Why do fifty percent of marriages end in divorce?
Well, I’m guessing it’s because the other fifty percent can’t afford lawyers.
Friend: [rubs my shoulder] Aw, honey, your life isn’t over. It’s just beginning!
Me: *sobs even harder
First day as a drug dealer. Made a ton of sales. Boy are people forgetful, they all left their wallets at home.Gonna be rich tomorrow though
As there aren’t any female leprechauns, where do leprechauns come from
~ something to ponder every St Patrick’s Day
Sex Ed should require them to listen to a crying baby for 5 hours, and to watch the same episode of a cartoon over and over again.
Just saw a girl wearing a “BAD GAL” t-shirt so I yelled “NO!” & smacked her on the nose with a rolled up newspaper.
Made a dermatology appt for a really weird mole I’d never seen. It was a burned crumb of pizza crust that fell down my shirt. So anyway, I ate it and called my eye doctor.
the economy’s so bad that all the online submarine experts from last year had to become bridge experts
There is a button on my microwave that says “super clown” and I do not ever push that button
My 2yo loves to put hats on people, but you never know if it’s going to be an actual hat, a slice of cheese, an empty bowl, or his toy shopping cart.
Had to turn the heat on this morning, so of course I’ve started playing Christmas music.
Me: Do your chores.
9-year-old: Why do I have to do them at night?!
Me: Because you didn’t do them during the day.

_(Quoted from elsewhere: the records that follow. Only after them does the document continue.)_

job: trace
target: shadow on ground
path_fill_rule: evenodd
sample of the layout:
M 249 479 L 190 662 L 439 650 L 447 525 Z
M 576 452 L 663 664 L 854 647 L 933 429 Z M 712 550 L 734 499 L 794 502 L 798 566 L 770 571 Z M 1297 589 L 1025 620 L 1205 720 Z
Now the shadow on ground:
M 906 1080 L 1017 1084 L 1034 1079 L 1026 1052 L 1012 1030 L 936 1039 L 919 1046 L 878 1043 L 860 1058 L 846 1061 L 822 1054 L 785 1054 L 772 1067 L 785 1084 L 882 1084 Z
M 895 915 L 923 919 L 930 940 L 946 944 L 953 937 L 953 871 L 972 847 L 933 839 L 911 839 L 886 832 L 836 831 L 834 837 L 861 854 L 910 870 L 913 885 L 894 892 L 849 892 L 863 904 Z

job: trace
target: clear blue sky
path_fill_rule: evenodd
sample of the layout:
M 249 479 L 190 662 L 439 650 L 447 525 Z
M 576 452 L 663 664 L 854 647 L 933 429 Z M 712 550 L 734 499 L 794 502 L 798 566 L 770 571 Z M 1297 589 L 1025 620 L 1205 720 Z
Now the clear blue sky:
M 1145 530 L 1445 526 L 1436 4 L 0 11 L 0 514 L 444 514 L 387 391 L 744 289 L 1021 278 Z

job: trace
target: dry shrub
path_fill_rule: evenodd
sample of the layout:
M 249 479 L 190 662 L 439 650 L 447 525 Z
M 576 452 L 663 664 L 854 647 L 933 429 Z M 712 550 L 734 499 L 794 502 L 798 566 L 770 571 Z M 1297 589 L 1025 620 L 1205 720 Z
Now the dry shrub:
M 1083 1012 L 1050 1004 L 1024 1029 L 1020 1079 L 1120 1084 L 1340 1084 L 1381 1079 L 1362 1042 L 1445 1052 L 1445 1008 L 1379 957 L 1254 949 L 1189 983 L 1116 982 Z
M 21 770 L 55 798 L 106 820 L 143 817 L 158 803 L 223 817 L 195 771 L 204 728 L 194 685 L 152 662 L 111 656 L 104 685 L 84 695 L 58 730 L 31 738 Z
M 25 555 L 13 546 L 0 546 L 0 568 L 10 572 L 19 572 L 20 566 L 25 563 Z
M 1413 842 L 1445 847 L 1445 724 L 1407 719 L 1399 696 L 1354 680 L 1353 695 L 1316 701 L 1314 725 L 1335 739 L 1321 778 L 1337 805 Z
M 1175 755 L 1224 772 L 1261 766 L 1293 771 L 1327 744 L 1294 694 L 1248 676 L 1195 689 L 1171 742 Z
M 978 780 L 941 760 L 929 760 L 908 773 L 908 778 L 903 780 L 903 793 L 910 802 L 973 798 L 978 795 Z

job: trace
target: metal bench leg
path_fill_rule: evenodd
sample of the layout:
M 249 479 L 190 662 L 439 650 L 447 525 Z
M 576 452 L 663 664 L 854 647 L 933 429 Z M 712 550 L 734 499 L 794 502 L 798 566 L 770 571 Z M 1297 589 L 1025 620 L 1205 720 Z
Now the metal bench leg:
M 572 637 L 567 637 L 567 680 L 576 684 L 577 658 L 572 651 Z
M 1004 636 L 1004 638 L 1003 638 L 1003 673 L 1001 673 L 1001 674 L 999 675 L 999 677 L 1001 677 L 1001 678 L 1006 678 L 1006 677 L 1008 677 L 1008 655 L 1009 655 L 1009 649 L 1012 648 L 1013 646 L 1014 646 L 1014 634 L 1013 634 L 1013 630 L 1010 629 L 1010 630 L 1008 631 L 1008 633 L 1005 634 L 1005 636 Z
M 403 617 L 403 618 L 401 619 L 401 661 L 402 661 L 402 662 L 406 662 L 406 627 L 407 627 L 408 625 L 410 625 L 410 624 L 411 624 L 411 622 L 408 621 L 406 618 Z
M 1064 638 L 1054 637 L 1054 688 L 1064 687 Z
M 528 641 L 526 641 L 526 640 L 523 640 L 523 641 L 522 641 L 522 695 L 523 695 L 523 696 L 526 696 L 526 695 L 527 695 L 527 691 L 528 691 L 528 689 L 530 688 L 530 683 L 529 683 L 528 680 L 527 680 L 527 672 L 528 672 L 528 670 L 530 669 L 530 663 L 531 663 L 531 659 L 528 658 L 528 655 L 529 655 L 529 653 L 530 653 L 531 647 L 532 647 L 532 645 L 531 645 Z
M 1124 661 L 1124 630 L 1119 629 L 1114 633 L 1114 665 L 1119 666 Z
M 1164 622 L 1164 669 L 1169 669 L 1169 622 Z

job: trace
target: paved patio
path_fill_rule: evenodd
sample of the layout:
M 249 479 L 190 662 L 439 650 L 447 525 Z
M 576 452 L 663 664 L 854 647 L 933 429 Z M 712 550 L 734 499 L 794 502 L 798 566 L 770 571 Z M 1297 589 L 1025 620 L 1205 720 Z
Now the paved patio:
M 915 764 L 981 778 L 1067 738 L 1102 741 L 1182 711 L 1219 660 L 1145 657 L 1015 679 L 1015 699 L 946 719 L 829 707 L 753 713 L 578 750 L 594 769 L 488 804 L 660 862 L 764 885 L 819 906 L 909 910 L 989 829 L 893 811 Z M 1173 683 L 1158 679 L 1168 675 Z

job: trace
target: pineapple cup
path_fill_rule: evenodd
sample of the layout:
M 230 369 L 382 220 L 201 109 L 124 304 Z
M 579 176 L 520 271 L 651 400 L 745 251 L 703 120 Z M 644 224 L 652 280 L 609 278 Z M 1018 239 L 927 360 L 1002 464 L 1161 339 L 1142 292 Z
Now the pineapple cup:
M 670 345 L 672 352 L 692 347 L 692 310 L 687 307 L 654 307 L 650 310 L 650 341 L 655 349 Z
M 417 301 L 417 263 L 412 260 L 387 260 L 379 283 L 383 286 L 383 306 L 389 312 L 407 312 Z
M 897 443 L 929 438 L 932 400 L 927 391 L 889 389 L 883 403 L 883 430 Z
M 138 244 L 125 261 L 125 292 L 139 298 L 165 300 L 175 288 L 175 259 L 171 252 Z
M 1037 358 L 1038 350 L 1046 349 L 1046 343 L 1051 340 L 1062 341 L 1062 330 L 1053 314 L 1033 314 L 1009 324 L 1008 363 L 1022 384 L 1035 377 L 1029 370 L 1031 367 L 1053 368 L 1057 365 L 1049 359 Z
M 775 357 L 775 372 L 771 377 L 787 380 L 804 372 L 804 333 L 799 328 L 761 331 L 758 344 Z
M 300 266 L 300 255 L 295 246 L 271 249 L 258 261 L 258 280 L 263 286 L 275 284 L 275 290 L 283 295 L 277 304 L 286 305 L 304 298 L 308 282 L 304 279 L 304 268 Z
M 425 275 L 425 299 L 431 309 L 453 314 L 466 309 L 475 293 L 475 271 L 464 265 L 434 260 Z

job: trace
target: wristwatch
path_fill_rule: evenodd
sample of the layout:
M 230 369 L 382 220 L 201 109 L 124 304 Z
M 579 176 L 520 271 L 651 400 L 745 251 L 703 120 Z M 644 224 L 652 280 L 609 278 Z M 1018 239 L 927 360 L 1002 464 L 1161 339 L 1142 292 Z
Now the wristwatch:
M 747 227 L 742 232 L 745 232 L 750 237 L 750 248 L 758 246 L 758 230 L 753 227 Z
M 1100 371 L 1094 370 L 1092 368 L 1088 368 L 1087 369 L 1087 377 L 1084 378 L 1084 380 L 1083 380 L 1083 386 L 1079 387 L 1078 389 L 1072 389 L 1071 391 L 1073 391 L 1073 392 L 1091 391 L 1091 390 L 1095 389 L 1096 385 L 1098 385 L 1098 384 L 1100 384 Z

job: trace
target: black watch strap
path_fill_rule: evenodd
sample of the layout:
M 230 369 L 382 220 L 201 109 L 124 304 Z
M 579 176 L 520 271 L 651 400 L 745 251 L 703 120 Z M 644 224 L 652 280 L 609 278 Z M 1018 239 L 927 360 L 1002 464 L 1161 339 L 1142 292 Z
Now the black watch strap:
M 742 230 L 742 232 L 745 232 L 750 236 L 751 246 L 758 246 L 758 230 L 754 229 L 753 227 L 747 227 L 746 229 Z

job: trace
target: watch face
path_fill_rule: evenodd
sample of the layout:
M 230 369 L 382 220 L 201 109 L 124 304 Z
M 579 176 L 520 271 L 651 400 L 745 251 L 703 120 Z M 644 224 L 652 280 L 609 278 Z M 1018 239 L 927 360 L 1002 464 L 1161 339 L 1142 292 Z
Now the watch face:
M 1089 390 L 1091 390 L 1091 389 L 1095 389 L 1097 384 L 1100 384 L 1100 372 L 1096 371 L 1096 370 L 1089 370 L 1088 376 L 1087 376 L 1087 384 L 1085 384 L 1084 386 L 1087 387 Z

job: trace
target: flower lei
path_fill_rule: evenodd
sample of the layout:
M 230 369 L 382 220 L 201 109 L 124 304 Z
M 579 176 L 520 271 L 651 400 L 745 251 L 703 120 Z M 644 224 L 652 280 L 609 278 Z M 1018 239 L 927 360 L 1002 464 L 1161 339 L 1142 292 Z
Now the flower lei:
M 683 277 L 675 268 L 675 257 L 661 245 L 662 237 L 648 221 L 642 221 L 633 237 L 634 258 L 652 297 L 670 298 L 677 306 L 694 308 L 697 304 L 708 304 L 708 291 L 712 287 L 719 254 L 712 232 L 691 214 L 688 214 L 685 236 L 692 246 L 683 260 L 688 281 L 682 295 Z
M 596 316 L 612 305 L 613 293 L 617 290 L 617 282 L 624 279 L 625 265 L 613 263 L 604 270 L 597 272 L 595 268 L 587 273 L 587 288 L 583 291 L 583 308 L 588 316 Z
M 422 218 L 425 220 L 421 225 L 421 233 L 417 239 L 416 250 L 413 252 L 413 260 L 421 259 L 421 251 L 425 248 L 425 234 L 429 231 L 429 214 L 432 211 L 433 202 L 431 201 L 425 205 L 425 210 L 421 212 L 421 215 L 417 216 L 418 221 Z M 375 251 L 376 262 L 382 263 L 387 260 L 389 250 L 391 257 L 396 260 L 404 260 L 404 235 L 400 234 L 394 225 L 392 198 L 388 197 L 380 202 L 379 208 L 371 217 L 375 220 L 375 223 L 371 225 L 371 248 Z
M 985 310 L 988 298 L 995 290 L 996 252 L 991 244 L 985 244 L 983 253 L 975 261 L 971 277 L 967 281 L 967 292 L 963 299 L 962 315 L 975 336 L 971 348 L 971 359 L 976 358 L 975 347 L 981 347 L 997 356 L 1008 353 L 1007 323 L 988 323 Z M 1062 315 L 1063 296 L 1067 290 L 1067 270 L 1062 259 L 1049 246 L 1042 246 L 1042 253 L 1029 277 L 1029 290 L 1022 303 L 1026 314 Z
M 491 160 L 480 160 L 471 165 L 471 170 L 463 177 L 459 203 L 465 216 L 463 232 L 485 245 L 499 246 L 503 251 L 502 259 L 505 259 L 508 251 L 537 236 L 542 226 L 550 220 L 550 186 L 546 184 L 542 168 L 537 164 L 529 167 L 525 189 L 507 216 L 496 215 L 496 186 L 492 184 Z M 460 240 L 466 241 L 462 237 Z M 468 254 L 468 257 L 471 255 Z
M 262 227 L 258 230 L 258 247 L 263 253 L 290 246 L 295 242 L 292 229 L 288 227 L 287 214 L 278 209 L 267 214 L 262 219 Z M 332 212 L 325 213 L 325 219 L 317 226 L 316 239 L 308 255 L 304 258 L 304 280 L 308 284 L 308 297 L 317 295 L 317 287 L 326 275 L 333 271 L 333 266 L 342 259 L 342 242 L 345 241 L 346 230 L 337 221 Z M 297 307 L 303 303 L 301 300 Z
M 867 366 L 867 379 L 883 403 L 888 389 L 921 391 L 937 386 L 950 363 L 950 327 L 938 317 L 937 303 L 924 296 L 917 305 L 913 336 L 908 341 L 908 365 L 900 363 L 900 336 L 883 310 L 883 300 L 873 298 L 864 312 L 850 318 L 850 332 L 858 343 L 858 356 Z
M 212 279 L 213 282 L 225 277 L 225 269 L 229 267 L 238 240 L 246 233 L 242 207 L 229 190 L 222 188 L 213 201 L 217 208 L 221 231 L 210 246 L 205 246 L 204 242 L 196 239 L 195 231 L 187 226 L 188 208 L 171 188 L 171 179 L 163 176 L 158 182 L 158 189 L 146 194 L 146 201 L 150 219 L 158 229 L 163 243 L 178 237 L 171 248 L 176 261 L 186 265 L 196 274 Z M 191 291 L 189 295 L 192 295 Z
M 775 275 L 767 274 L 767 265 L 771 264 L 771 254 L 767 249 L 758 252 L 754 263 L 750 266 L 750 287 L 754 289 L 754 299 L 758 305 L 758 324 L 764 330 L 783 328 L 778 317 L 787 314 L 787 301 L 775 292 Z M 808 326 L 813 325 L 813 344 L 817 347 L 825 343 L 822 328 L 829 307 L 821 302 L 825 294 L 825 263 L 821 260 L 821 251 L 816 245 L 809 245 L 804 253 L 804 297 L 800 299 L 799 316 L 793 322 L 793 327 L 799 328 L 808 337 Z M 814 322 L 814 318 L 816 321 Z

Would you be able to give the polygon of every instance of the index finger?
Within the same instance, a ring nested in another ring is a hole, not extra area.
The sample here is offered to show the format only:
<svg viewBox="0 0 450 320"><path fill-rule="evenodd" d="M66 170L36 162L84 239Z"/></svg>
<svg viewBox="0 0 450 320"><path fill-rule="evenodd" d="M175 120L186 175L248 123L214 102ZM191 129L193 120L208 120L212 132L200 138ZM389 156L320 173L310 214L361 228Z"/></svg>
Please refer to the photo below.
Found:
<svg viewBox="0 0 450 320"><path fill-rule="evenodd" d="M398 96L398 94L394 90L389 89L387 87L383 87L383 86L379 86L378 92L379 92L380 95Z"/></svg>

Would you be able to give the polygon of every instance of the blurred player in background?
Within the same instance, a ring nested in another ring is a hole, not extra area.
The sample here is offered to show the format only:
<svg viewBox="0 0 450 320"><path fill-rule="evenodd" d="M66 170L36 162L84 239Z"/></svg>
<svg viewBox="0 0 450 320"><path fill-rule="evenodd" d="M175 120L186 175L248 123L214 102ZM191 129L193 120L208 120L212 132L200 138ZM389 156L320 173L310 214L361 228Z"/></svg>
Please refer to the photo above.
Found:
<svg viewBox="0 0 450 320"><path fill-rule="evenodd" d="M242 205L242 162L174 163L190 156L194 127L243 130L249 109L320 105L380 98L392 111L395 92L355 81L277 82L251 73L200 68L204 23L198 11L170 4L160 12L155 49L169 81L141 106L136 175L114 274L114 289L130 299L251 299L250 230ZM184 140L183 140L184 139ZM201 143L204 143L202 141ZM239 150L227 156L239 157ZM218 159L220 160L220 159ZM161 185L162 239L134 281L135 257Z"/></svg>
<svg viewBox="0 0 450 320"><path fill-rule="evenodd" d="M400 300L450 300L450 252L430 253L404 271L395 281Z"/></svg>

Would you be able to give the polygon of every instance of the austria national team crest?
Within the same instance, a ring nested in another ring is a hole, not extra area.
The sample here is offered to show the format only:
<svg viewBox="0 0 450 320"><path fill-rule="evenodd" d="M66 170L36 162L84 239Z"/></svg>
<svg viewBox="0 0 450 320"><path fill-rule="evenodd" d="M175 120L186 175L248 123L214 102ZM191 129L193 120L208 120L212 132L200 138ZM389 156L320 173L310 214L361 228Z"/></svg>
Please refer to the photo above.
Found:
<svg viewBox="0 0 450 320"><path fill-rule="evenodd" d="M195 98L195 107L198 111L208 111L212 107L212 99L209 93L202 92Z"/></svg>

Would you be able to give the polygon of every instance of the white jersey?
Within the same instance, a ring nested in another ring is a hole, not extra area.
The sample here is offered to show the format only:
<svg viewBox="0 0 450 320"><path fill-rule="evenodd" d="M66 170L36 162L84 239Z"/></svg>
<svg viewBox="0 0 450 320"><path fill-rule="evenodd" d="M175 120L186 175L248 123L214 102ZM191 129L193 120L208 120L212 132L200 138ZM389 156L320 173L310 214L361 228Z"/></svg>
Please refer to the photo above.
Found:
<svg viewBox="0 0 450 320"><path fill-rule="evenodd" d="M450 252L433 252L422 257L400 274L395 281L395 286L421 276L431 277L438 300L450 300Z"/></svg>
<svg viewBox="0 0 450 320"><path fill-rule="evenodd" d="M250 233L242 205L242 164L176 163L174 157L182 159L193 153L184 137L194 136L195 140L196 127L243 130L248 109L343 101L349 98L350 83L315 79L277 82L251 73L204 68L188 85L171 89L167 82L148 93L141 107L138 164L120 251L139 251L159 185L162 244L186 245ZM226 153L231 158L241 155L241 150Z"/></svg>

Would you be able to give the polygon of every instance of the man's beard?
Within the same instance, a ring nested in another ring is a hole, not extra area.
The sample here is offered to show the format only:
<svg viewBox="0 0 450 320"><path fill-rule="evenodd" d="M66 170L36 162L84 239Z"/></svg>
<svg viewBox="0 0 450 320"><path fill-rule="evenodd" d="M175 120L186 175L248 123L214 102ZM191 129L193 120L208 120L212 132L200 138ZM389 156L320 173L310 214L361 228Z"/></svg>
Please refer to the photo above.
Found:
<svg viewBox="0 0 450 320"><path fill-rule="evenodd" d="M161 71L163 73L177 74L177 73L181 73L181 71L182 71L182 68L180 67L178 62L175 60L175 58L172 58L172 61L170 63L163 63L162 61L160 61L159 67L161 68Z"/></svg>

9: I didn’t know they would follow me.
I just want to be rich enough to say “that won’t be necessary” when the police go to handcuff me
why is it called godzilla vs kong instead of when hairy met scaly
me: hello darkness my old friend
darkness: friend is a strong word
4yo: I want to play squirt guns
Me: You mean when you squirt me all day and laugh, and if I squirt you, you cry?
4yo: YES
Me: Okay, let’s go
Mechanic: that’s gonna cost $2000
Me: how much?
Mechanic: $3000
Me: what did you say before that
Mechanic: I said “that’s gonna cost”
Remember when you were watching zombie movies and you thought wow, there’s no way real people could be this stupid?